Conventional social sciences, such as history and anthropology, chiefly concern themselves with brain software, by which we mean cultural developments such as mores, mythology, or social structure. Genetic history addresses changes in the underlying hardware, changes in the body and brain, which also matter. If they didn’t, dogs really could play poker.

Those early humans who were better adapted to a settled, agrarian lifestyle had more children survive than average and thus left a larger genetic “footprint” on the human race over the course of several generations. Over time, genes favored in a given cultural and economic environment spread to an ever-larger percentage of the population. One such example is lactose tolerance. Early humans were lactose intolerant. Those lucky enough to have developed the mutation that allowed them to drink animal milk well into adulthood were able to enjoy a higher-calorie diet at a lower cost (it’s far cheaper per calorie to milk cows than to slaughter them for meat). The benefits of this are obvious. Healthier, stronger, and more energetic adults will be more economically productive and will have an advantage in military struggles as well. As a result, the lactose tolerant had a significantly higher fertility rate than the intolerant, and today lactose tolerance is the norm.
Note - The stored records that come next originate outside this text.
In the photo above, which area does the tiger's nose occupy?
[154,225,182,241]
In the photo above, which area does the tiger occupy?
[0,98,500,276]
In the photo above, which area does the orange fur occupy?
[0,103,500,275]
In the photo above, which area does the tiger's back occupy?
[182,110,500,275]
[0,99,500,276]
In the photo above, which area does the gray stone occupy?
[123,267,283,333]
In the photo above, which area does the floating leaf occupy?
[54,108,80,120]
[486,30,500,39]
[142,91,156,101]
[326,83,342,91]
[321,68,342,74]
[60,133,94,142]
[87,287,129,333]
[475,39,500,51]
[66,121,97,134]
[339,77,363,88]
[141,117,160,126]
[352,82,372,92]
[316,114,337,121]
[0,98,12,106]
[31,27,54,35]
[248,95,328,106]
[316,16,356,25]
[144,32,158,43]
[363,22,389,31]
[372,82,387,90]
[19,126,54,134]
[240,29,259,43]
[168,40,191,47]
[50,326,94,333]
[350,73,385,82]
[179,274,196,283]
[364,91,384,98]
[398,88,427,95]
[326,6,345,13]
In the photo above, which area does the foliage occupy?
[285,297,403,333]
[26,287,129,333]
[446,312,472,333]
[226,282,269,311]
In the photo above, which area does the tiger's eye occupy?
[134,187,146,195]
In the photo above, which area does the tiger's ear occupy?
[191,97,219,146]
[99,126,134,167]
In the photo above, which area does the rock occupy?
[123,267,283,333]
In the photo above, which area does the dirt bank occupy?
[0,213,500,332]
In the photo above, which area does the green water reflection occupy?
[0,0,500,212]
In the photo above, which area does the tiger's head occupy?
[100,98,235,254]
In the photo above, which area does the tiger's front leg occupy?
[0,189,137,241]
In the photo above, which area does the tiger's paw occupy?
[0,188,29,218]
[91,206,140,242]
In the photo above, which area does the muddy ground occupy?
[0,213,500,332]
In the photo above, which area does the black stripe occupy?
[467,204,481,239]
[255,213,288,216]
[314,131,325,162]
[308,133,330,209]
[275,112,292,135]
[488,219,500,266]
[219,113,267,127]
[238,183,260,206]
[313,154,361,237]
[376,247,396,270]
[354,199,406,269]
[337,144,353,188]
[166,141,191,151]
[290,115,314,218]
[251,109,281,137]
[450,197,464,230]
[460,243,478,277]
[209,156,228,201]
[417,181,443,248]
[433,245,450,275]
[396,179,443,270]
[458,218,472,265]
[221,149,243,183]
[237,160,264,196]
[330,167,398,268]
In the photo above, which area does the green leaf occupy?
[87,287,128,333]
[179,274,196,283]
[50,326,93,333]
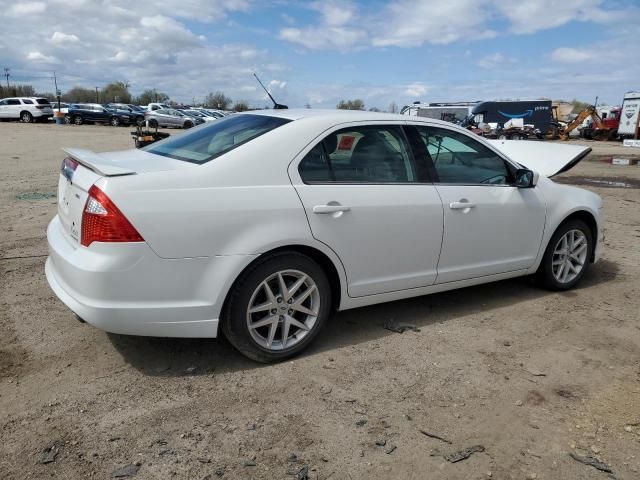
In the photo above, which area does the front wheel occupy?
[536,220,593,290]
[222,252,331,363]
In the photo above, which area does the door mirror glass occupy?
[516,168,536,188]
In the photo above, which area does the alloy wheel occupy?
[247,270,320,351]
[551,229,589,283]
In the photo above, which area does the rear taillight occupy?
[80,185,144,247]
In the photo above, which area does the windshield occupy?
[143,115,291,164]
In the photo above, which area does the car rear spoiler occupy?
[489,140,591,178]
[62,148,136,177]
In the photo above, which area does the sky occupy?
[0,0,640,110]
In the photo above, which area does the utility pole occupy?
[53,72,61,112]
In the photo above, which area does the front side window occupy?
[143,115,291,164]
[298,125,418,183]
[415,126,514,185]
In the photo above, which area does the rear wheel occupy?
[536,220,593,290]
[222,252,331,363]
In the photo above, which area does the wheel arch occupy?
[220,244,343,321]
[552,210,598,263]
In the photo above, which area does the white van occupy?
[0,97,53,123]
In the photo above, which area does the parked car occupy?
[145,108,204,128]
[67,103,132,127]
[51,100,69,115]
[180,108,216,122]
[106,103,145,125]
[203,108,231,118]
[0,97,53,123]
[45,109,603,362]
[191,108,224,120]
[145,103,171,112]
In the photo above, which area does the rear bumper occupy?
[45,216,252,337]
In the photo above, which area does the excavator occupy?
[560,105,620,140]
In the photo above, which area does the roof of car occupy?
[240,108,451,126]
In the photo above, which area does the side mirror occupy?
[516,168,538,188]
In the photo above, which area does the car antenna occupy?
[253,72,289,110]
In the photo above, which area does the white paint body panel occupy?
[46,110,602,337]
[488,140,591,177]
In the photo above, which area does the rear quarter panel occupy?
[531,176,603,272]
[99,116,336,258]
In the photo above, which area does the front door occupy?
[415,126,546,283]
[289,125,443,297]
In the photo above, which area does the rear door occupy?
[289,124,443,297]
[414,126,546,283]
[4,98,22,118]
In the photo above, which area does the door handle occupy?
[449,202,476,210]
[313,205,351,215]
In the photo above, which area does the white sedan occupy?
[45,109,603,362]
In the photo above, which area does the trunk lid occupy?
[489,140,591,178]
[58,148,192,247]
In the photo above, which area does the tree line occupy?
[0,82,250,112]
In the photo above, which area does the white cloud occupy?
[403,82,429,98]
[7,2,47,17]
[476,52,515,69]
[51,32,80,45]
[279,0,368,52]
[372,0,495,47]
[27,52,58,63]
[551,47,592,63]
[495,0,618,33]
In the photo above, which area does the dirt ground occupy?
[0,123,640,480]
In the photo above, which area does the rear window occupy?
[143,115,291,164]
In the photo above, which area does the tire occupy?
[536,220,593,291]
[222,252,331,363]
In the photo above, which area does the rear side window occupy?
[143,115,291,164]
[415,126,514,185]
[299,125,418,183]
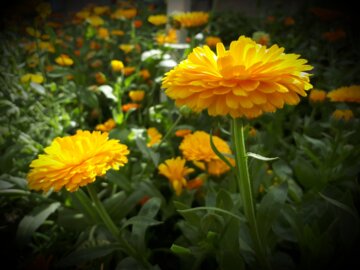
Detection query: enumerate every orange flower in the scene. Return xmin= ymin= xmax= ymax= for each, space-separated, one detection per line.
xmin=55 ymin=54 xmax=74 ymax=66
xmin=162 ymin=36 xmax=312 ymax=118
xmin=134 ymin=20 xmax=142 ymax=28
xmin=175 ymin=129 xmax=192 ymax=137
xmin=95 ymin=118 xmax=116 ymax=132
xmin=129 ymin=90 xmax=145 ymax=102
xmin=146 ymin=127 xmax=162 ymax=147
xmin=121 ymin=103 xmax=140 ymax=112
xmin=95 ymin=72 xmax=106 ymax=84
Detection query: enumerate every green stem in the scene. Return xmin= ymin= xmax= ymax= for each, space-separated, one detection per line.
xmin=87 ymin=185 xmax=151 ymax=268
xmin=231 ymin=118 xmax=270 ymax=269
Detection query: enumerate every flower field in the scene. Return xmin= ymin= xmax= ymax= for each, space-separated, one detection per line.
xmin=0 ymin=1 xmax=360 ymax=270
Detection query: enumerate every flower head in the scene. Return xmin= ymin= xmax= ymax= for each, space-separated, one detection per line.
xmin=55 ymin=54 xmax=74 ymax=66
xmin=129 ymin=90 xmax=145 ymax=102
xmin=179 ymin=131 xmax=233 ymax=175
xmin=148 ymin=14 xmax=167 ymax=26
xmin=173 ymin=11 xmax=209 ymax=28
xmin=146 ymin=127 xmax=162 ymax=147
xmin=309 ymin=89 xmax=326 ymax=102
xmin=162 ymin=36 xmax=312 ymax=118
xmin=110 ymin=59 xmax=124 ymax=72
xmin=27 ymin=130 xmax=129 ymax=192
xmin=158 ymin=157 xmax=194 ymax=196
xmin=95 ymin=118 xmax=116 ymax=132
xmin=327 ymin=85 xmax=360 ymax=103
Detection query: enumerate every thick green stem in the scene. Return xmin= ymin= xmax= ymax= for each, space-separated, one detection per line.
xmin=87 ymin=185 xmax=151 ymax=268
xmin=231 ymin=118 xmax=270 ymax=269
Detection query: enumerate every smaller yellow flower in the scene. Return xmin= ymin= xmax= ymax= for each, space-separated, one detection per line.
xmin=93 ymin=6 xmax=110 ymax=15
xmin=205 ymin=36 xmax=221 ymax=47
xmin=309 ymin=89 xmax=326 ymax=102
xmin=97 ymin=27 xmax=109 ymax=39
xmin=147 ymin=127 xmax=162 ymax=147
xmin=148 ymin=14 xmax=167 ymax=26
xmin=110 ymin=60 xmax=124 ymax=72
xmin=111 ymin=8 xmax=137 ymax=19
xmin=175 ymin=129 xmax=192 ymax=137
xmin=95 ymin=72 xmax=106 ymax=84
xmin=119 ymin=44 xmax=134 ymax=53
xmin=55 ymin=54 xmax=74 ymax=66
xmin=332 ymin=110 xmax=354 ymax=122
xmin=95 ymin=118 xmax=116 ymax=132
xmin=158 ymin=157 xmax=194 ymax=196
xmin=20 ymin=73 xmax=44 ymax=84
xmin=327 ymin=85 xmax=360 ymax=103
xmin=111 ymin=30 xmax=125 ymax=37
xmin=86 ymin=15 xmax=104 ymax=26
xmin=173 ymin=11 xmax=209 ymax=28
xmin=124 ymin=67 xmax=135 ymax=76
xmin=129 ymin=90 xmax=145 ymax=102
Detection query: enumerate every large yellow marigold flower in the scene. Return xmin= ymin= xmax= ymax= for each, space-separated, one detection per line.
xmin=27 ymin=130 xmax=129 ymax=192
xmin=179 ymin=131 xmax=234 ymax=175
xmin=162 ymin=36 xmax=312 ymax=118
xmin=158 ymin=157 xmax=194 ymax=196
xmin=148 ymin=14 xmax=167 ymax=26
xmin=327 ymin=85 xmax=360 ymax=103
xmin=173 ymin=11 xmax=209 ymax=28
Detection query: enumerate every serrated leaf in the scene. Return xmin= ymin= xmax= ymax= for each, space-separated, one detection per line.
xmin=247 ymin=152 xmax=279 ymax=161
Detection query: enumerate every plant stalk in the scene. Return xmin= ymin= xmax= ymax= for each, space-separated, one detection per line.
xmin=231 ymin=118 xmax=271 ymax=269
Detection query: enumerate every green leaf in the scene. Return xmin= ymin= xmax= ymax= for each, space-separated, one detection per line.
xmin=247 ymin=152 xmax=279 ymax=161
xmin=170 ymin=244 xmax=192 ymax=255
xmin=210 ymin=130 xmax=235 ymax=170
xmin=30 ymin=82 xmax=46 ymax=95
xmin=56 ymin=244 xmax=120 ymax=268
xmin=257 ymin=182 xmax=288 ymax=238
xmin=16 ymin=202 xmax=61 ymax=247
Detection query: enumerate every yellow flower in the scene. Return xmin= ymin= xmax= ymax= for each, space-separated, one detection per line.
xmin=327 ymin=85 xmax=360 ymax=103
xmin=98 ymin=27 xmax=109 ymax=39
xmin=146 ymin=127 xmax=162 ymax=147
xmin=111 ymin=30 xmax=125 ymax=36
xmin=95 ymin=118 xmax=116 ymax=132
xmin=155 ymin=28 xmax=177 ymax=45
xmin=173 ymin=11 xmax=209 ymax=28
xmin=179 ymin=131 xmax=234 ymax=175
xmin=158 ymin=157 xmax=194 ymax=196
xmin=55 ymin=54 xmax=74 ymax=66
xmin=27 ymin=130 xmax=129 ymax=192
xmin=110 ymin=60 xmax=124 ymax=72
xmin=129 ymin=90 xmax=145 ymax=102
xmin=111 ymin=8 xmax=137 ymax=19
xmin=93 ymin=6 xmax=110 ymax=15
xmin=309 ymin=89 xmax=326 ymax=102
xmin=86 ymin=15 xmax=104 ymax=26
xmin=20 ymin=73 xmax=44 ymax=84
xmin=332 ymin=109 xmax=354 ymax=122
xmin=95 ymin=72 xmax=106 ymax=84
xmin=162 ymin=36 xmax=312 ymax=118
xmin=119 ymin=44 xmax=134 ymax=53
xmin=205 ymin=36 xmax=221 ymax=47
xmin=148 ymin=14 xmax=167 ymax=26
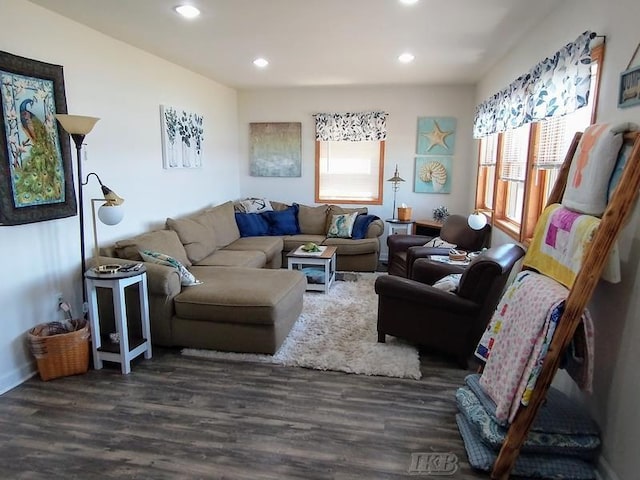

Other, more regional mutations are also obvious today. Sub-Saharan Africans developed a mutation that gave them strong genetic resistance to malaria. It’s not hard to see how this mutation could spread quickly across a continent; resistance to such a deadly disease would obviously enable the first Africans who developed it to enjoy a much higher fertility rate and also a military advantage over their disease-weakened rivals. (Sickle-cell anemia, which is common among African Americans, is an unfortunate genetic side effect of the malaria-protection gene.) This beneficial mutation also kept Sub-Saharan Africans safe from outside invaders for centuries, until the British began mixing their gin with tonic water flavored with quinine—thus acquiring “medically” what native Africans were lucky to be born with.

Europeans, however, had genetic advantages of their own, fit for their climate. In northern Europe, the days get short in the winter. The lack of sunlight can cause diseases related to vitamin D deficiency, such as rickets. A diet high in meat, such as that practiced by hunter-gatherers, generally will have sufficient vitamin D, but a diet high in grains will not. Thus, Cochran and Harpending contend that the adoption of agriculture favored mutation that led to lighter skin in Europe and northern Asia. Lighter skin absorbs more solar radiation, thus enabling the body to produce vitamin D on its own. Lighter skin is clearly not a favorable mutation in areas with more intense sunlight. (The high rate of skin cancer in Australia is unfortunate proof of this.)

Speeding Up Natural Selection

For those familiar with animal husbandry, none of this would be surprising. Horse and dog breeds have been created by nothing more than human tinkering. Selective pairing over the centuries (or in some cases, only decades) has given us breeds as diverse as Chihuahuas and Great Danes, to use the authors’ examples.

Likewise, the Peruvian Paso Horse has been bred over the past 400 years for its distinctive high-step gait, considered by many to be the smoothest in the world. The Peruvian is one of the few horse breeds that walks with an even “1-2-3-4” hoof beat rather than the “2-2” trot common in most other breeds. This behavior is not learned; the horses are born with it. (I only know this because my wife is from a family of Peruvian horse breeders.)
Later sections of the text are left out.